RUU ini menjelaskan sistem perbukuan adalah tata kelola perbukuan yang saling terkait secara terpadu yang meliputi penulisan naskah, pencetakan atau digitalisasi, penerbitan, pengadaan, pendistribusian, dan penggunaan.

Buku dalam RUU ini dimaknai sebagai publikasi dalam bentuk cetak dan/atau digital terdiri dari lembaran-lembaran berupa teks, gambar, audio, atau video, atau gabungan dari semuanya yang diterbitkan tidak berkala secara nasional maupun internasional.

Substansi luhur yang hendak diatur dalam RUU Perbukuan antara lain tata kelola yang menghasilkan buku yang bermutu serta kemudahan akses bagi masyarakat untuk memperoleh buku berkualitas yang memiliki isi, konten, mencerminkan nilai-nilai kepribadian Indonesia, dengan harga terjangkau.

Substansi lainnya adalah pengaturan mengenai ketersediaan bahan baku kertas dan tinta dengan harga murah. Substansi RUU juga memerhatikan para pelaku hak cipta industri perbukuan mulai dari penulis, editor, penyadur, penerjemah, dan lain-lain serta royalti atau hak ekonomi yang harus diterima, harga eceran tertinggi, dan terbentuknya dewan perbukuan.

Saya mencermati RUU ini.  Kesimpulan saya adalah RUU ini minim regulasi yang mendukung semangat berbudaya literer. RUU ini bakal ”kethul” kalau dikaitkan dengan kebutuhan membenihkan semangat berbudaya literer demi mencapai kemajuan peradaban di segala bidang.

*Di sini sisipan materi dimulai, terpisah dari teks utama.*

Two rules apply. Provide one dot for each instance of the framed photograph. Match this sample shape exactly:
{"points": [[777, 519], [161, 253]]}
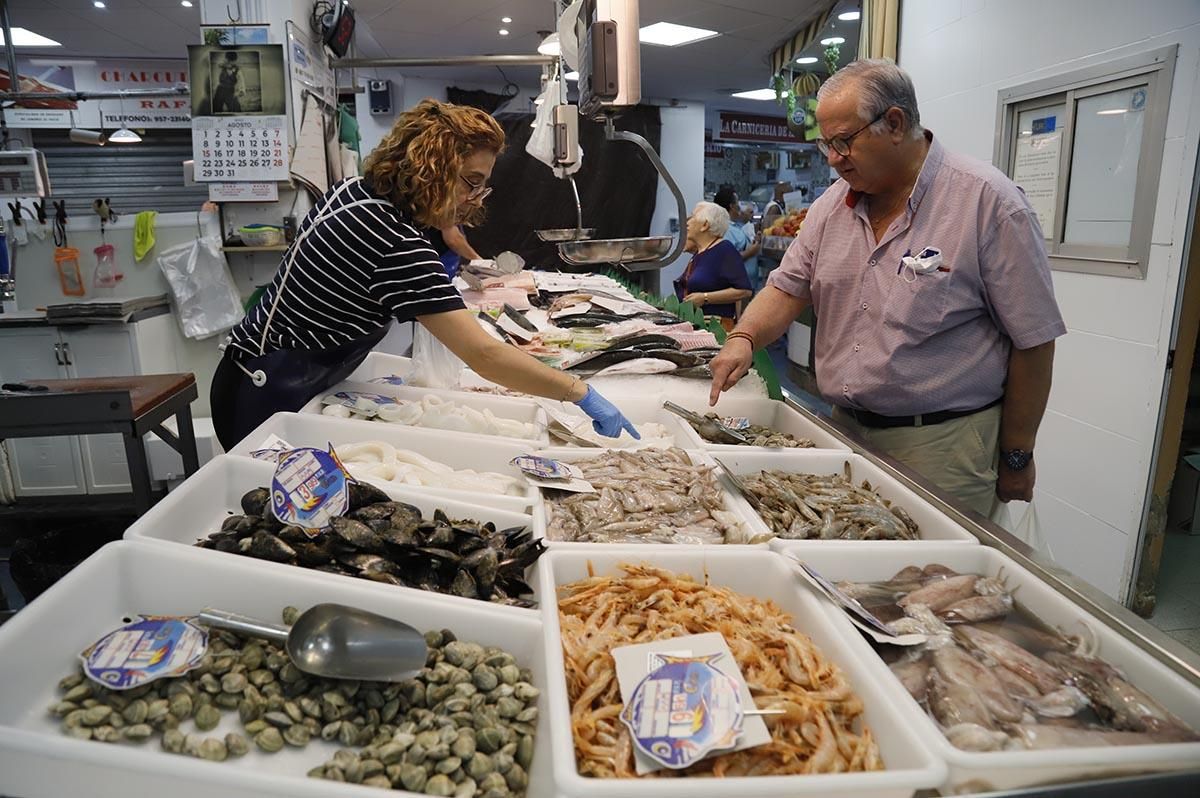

Indikasi yang paling kelihatan adalah RUU Perbukuan sama sekali tak memuat regulasi yang mendorong persemaian dan pertumbuhan budaya literer. RUU Perbukuan tak memuat regulasi yang mendorong munculnya kios-kios buku di kawasan permukiman.

Dalam pandangan saya, semangat demikian ini, semangat mendorong munculnya kedai-kedai buku di mana saja, terutama di kawasan permukiman, strategis agar buku tak lagi dipandang sebagai barang mewah yang hanya layak dipajang di kota dan itu pun di toko-toko besar.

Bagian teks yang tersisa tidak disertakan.